Having been involved in this market for nearly eight years, the most heartbreaking thing is watching too many people fall into the same trap—mistaking main force distribution for a shakeout, buying the dip more and more, and finally losing everything. A while ago, a friend got impatient and asked me if a certain coin dropping 30% was a good time to buy the dip. I looked at the candlestick chart, and my heart instantly sank. That was not a shakeout at all, but naked distribution. He still bought in, and the result was like throwing money into the sea.



**Shakeouts and distribution look similar but are fundamentally different**

On the surface, both involve the big players selling off, scaring retail investors into panic selling. But their purposes are completely different. A shakeout is "to scare people"—the main force wants to clear out those with weak resolve and seize the opportunity to accumulate at low prices. You’ll notice that a certain coin always stabilizes at a specific price level, as if an invisible hand is supporting the floor—this is often the main force protecting the price.

Distribution is "really selling off"—once they've made enough profit, they want to get out quickly and dump their high-priced chips onto new buyers. At this point, the market shows signs of weakness: huge volume at high levels but no price increase, and during rebounds, trading volume is weak, looking like a sick patient with no energy.

Honestly, the big players are not immortals. Sometimes they plan to shake out the market, but then unexpected negative news or a liquidity issue suddenly appears, and they turn hostile—what was supposed to be a shakeout turns into distribution. Conversely, if they initially wanted to clear their positions but market sentiment heats up, they might reverse and push the price up again. So, the market is alive—never hold on stubbornly.

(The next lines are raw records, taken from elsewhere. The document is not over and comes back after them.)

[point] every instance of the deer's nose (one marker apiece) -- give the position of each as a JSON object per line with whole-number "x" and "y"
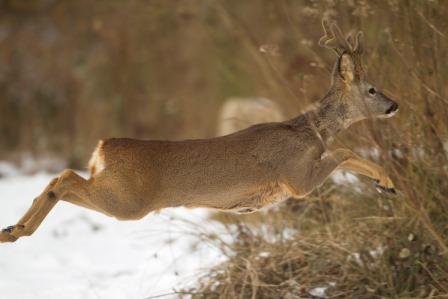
{"x": 392, "y": 108}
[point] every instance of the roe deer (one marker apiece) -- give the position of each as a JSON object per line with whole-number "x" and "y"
{"x": 240, "y": 172}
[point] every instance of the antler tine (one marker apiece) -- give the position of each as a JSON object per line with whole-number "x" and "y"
{"x": 357, "y": 46}
{"x": 328, "y": 36}
{"x": 339, "y": 36}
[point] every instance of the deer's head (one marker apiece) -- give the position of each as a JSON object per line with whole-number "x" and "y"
{"x": 359, "y": 98}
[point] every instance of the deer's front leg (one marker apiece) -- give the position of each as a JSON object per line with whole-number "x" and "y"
{"x": 305, "y": 179}
{"x": 367, "y": 168}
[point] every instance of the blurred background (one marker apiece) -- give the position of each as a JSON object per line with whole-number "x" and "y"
{"x": 72, "y": 72}
{"x": 76, "y": 71}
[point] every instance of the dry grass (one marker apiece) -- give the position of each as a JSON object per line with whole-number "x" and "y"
{"x": 361, "y": 244}
{"x": 145, "y": 76}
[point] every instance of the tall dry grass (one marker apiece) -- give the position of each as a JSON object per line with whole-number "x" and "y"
{"x": 75, "y": 71}
{"x": 349, "y": 239}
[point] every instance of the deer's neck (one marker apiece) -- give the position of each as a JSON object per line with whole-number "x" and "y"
{"x": 329, "y": 118}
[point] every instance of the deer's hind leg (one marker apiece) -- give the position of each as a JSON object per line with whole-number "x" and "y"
{"x": 68, "y": 186}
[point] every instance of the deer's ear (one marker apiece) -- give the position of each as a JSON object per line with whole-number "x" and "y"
{"x": 346, "y": 68}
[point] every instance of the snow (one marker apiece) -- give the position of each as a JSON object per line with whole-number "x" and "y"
{"x": 77, "y": 253}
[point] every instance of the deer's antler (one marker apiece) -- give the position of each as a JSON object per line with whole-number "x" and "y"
{"x": 333, "y": 39}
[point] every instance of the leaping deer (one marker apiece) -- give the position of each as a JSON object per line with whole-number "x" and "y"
{"x": 241, "y": 172}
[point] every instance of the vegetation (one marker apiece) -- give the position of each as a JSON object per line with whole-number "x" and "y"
{"x": 161, "y": 69}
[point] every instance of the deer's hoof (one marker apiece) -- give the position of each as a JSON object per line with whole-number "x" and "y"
{"x": 8, "y": 229}
{"x": 382, "y": 189}
{"x": 5, "y": 236}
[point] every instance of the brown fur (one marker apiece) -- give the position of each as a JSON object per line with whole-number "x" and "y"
{"x": 240, "y": 172}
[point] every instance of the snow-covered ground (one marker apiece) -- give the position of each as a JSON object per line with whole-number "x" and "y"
{"x": 77, "y": 253}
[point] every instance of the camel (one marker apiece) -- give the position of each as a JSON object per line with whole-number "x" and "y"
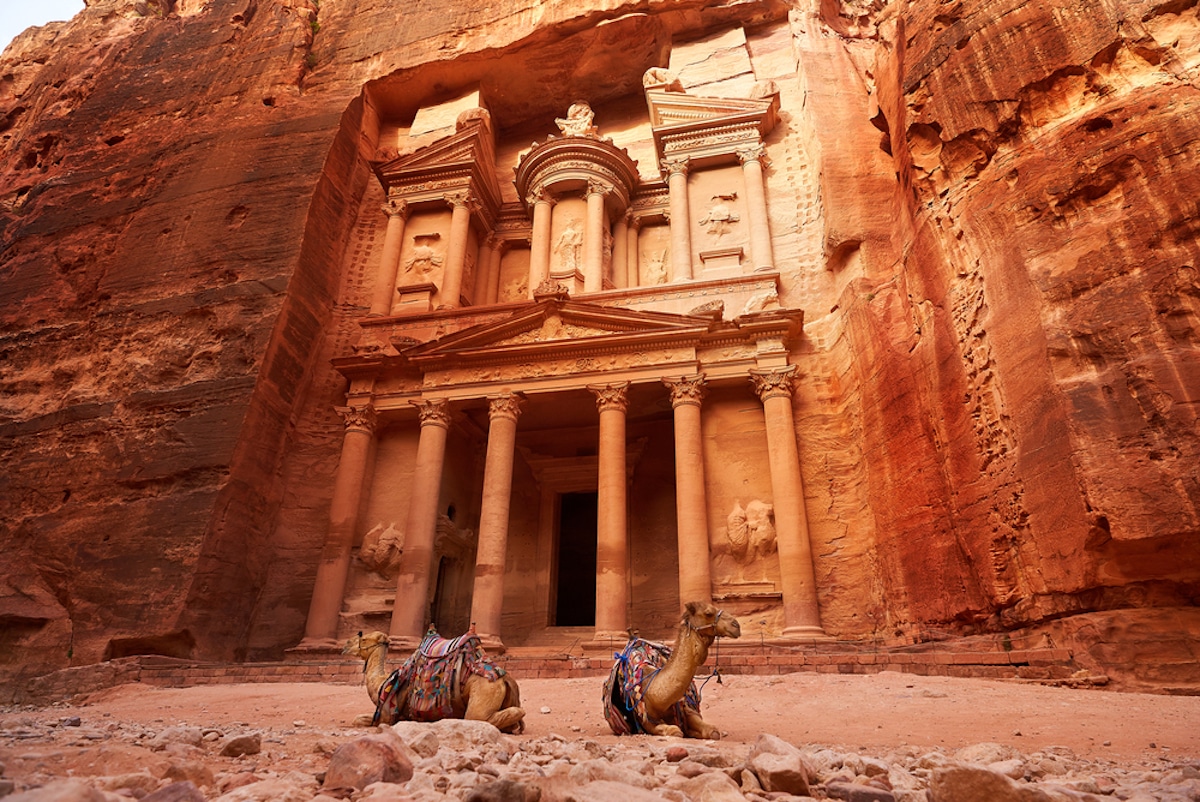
{"x": 651, "y": 687}
{"x": 478, "y": 689}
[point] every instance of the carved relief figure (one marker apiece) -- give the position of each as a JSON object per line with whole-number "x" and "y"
{"x": 577, "y": 121}
{"x": 655, "y": 267}
{"x": 424, "y": 258}
{"x": 720, "y": 216}
{"x": 382, "y": 549}
{"x": 570, "y": 249}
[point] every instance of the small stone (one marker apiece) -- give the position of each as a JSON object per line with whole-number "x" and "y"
{"x": 675, "y": 754}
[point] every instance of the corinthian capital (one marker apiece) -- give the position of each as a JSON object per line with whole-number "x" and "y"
{"x": 611, "y": 396}
{"x": 395, "y": 208}
{"x": 675, "y": 166}
{"x": 504, "y": 406}
{"x": 433, "y": 412}
{"x": 361, "y": 419}
{"x": 685, "y": 389}
{"x": 773, "y": 383}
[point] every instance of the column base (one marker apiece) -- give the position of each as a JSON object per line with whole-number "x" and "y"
{"x": 318, "y": 645}
{"x": 808, "y": 632}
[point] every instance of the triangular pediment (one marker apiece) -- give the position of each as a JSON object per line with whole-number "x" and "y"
{"x": 558, "y": 325}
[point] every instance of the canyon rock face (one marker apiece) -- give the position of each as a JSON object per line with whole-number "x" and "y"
{"x": 987, "y": 210}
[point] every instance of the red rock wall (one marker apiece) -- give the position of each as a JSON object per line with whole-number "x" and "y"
{"x": 997, "y": 422}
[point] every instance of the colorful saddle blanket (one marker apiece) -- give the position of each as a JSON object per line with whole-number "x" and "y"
{"x": 427, "y": 687}
{"x": 624, "y": 692}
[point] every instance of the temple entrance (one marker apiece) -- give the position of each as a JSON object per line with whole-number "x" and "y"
{"x": 576, "y": 587}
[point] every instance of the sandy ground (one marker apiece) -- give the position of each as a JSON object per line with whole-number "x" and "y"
{"x": 869, "y": 714}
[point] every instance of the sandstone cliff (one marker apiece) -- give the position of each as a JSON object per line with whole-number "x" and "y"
{"x": 997, "y": 422}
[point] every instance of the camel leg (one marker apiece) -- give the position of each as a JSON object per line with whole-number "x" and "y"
{"x": 699, "y": 728}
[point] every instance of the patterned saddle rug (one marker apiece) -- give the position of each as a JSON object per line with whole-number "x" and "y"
{"x": 427, "y": 687}
{"x": 624, "y": 690}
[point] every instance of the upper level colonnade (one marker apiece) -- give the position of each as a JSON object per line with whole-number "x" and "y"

**Three signals to see through the true intentions of the main force**

First, look at volume and price: during a shakeout, volume usually decreases as the price drops, because the main force wants retail to sell off and then buy back; distribution, on the other hand, involves increased volume. Imagine a sudden surge in trading volume at high levels, but the price remains stagnant—that’s a strong sign of distribution.

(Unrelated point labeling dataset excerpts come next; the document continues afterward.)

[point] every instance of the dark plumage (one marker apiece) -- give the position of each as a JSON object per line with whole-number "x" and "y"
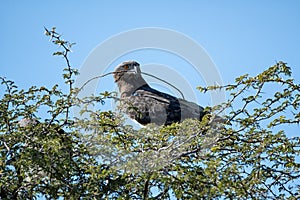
{"x": 147, "y": 105}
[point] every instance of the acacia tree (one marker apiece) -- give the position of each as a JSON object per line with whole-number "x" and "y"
{"x": 100, "y": 157}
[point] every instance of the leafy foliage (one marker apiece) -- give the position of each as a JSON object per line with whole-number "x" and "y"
{"x": 99, "y": 156}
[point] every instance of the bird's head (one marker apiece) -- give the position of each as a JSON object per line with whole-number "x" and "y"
{"x": 128, "y": 77}
{"x": 127, "y": 70}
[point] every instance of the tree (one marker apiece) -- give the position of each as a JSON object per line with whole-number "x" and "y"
{"x": 100, "y": 157}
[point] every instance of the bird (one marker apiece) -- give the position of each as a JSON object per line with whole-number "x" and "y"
{"x": 145, "y": 104}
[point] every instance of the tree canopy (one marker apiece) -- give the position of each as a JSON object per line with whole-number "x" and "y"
{"x": 55, "y": 154}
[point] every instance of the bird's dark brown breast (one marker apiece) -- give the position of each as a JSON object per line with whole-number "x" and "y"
{"x": 147, "y": 105}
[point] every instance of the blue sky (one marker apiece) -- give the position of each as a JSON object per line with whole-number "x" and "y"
{"x": 239, "y": 36}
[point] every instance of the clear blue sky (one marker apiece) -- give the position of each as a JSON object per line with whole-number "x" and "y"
{"x": 239, "y": 36}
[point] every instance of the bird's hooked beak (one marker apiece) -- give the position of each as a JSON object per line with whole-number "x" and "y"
{"x": 135, "y": 70}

Second, observe rebounds: after a shakeout, a rebound with increasing volume indicates the main force is pushing the price up; but a weak rebound with decreasing volume shows the main force has lost interest in supporting the price.

Third, check support levels: during a shakeout, there will be obvious support below, tested repeatedly without breaking; but during distribution, once support is broken, it’s unlikely to recover, because the main force no longer cares.